Si un divorcio entre personas catalogadas de “normales” ya es una experiencia traumática, cuando añadimos el componente de que uno de los dos miembros de esa relación tiene una enfermedad mental, todo se complica. Y si encima el enfermo no asume que padece enfermedad alguna, entonces puede llegar a ser devastadora.

Siempre digo que el divorcio es como una montaña rusa emocional, en los que las personas que lo viven tienen cambios emocionales muy bruscos, similares a los que sientes cuando vives la experiencia de dar una vuelta en la atracción de la montaña rusa. Lo mismo estás anímicamente arriba y con un positivismo extraordinario, que te hundes por completo y estás en un estado depresivo absoluto, en el que no tienes ganas de nada de nada.

Cuando en el divorcio, además, aparece la enfermedad mental, todo se multiplica y siempre hay una parte que lleva más carga que la otra.

El enfermo mental normalmente omite su situación y no acepta el hecho de necesitar la ayuda profesional adecuada. Cree que él no padece ninguna enfermedad y que, por supuesto, no precisa tratamiento alguno. Cuando, encima, hay hijos de por medio, la carga que se soporta es muchas veces INSOPORTABLE de llevar.

Vives sobresaltos en los momentos más inesperados, y  aquellos momentos en los que los hijos deberían de estar con su padre o madre y tú descansar, son los que vives con más angustia, porque no sabes en qué momento tu teléfono va a sonar bien, porque puede que uno de tus hijos te llame muy nervioso pidiendo tu ayuda desesperada, diciéndote que su padre o madre se ha puesto violento y que ha agredido a su hermano, o que tu hijo con apenas 10 u 11 años te llame angustiado porque su padre o madre se ha tomado pastillas y está sin sentido en el sofá y crea que se va a morir. O recibir la llamada de algún amigo común o directamente del hospital porque han tenido que ingresarlo/a.
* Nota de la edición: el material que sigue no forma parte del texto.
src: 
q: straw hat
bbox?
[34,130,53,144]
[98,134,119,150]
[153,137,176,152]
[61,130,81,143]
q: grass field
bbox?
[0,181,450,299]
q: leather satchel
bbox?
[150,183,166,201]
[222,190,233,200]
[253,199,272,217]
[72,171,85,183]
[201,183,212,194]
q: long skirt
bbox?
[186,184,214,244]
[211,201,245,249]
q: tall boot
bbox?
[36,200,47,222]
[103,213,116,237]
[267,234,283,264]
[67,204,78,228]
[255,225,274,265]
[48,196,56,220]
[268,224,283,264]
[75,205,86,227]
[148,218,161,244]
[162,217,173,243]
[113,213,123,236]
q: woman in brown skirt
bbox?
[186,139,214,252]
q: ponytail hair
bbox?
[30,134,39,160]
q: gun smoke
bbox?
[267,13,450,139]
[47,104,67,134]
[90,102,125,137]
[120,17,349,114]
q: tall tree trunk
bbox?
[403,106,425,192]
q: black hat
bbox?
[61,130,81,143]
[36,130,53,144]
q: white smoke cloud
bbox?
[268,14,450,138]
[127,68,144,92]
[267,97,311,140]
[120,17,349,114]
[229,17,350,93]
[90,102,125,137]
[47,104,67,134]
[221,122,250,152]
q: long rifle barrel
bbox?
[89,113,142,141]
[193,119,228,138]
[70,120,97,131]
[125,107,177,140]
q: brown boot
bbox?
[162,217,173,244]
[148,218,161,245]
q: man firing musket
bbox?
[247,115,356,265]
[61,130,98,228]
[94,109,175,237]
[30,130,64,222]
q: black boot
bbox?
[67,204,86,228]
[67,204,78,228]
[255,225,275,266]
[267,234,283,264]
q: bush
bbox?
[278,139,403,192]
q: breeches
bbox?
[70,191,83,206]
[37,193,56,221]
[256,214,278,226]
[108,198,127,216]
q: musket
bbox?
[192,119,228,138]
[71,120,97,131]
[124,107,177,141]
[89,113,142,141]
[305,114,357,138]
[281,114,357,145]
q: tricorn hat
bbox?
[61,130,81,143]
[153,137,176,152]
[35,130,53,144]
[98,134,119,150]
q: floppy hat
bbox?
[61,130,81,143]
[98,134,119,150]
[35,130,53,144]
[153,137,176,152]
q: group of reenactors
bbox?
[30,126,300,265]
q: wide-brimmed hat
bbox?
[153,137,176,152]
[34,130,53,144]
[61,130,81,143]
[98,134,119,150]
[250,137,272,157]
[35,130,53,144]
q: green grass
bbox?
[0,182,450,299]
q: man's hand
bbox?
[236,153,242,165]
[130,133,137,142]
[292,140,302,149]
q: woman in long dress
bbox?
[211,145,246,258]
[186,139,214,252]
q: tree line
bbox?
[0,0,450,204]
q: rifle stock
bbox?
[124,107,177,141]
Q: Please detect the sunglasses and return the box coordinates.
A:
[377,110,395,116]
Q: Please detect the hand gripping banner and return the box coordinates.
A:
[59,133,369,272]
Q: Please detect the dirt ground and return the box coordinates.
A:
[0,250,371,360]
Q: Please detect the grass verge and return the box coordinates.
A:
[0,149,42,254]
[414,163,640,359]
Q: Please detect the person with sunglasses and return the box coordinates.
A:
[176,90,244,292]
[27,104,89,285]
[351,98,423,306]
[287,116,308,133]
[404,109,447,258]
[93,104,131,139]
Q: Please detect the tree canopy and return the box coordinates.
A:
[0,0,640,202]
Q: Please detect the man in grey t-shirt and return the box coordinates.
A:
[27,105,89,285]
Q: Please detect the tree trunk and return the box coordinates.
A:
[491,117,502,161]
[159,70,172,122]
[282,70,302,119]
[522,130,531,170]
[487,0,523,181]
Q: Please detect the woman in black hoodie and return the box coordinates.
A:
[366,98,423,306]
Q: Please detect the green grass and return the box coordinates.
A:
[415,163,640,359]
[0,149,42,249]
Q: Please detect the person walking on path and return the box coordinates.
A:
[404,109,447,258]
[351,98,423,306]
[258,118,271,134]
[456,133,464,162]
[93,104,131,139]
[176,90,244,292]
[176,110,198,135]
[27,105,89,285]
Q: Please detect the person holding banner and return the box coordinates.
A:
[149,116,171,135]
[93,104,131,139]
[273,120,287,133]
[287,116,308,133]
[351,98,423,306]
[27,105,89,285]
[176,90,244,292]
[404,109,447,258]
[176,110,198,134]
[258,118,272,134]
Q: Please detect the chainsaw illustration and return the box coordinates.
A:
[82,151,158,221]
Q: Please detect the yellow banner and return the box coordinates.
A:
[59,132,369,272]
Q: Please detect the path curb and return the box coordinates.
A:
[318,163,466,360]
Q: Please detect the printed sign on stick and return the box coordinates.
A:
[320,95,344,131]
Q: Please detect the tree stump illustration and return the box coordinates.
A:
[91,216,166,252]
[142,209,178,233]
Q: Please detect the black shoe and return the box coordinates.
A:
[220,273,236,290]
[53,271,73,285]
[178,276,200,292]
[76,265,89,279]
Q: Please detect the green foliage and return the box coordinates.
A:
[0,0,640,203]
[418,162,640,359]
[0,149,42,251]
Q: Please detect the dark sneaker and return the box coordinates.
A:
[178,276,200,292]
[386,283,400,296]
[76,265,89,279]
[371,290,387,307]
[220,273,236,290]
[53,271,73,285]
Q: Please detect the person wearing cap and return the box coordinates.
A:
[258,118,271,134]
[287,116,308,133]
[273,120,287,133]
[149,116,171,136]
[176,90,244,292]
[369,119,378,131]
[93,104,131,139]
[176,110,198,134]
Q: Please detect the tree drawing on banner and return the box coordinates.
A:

Si ser padres en condiciones normales ya es complicado, ser padres con un progenitor enfermo mental, y ser consciente de que tu papel es ayudar a normalizar esta situación especial delante de los hijos, es ya una hazaña digna de héroes. Sobre todo, cuando tu primer impulso al principio es acudir a los juzgados a solicitar la custodia en exclusiva de los hijos, y sacarlos de esa situación de riesgo en el que ningún padre quiere ver a sus hijos.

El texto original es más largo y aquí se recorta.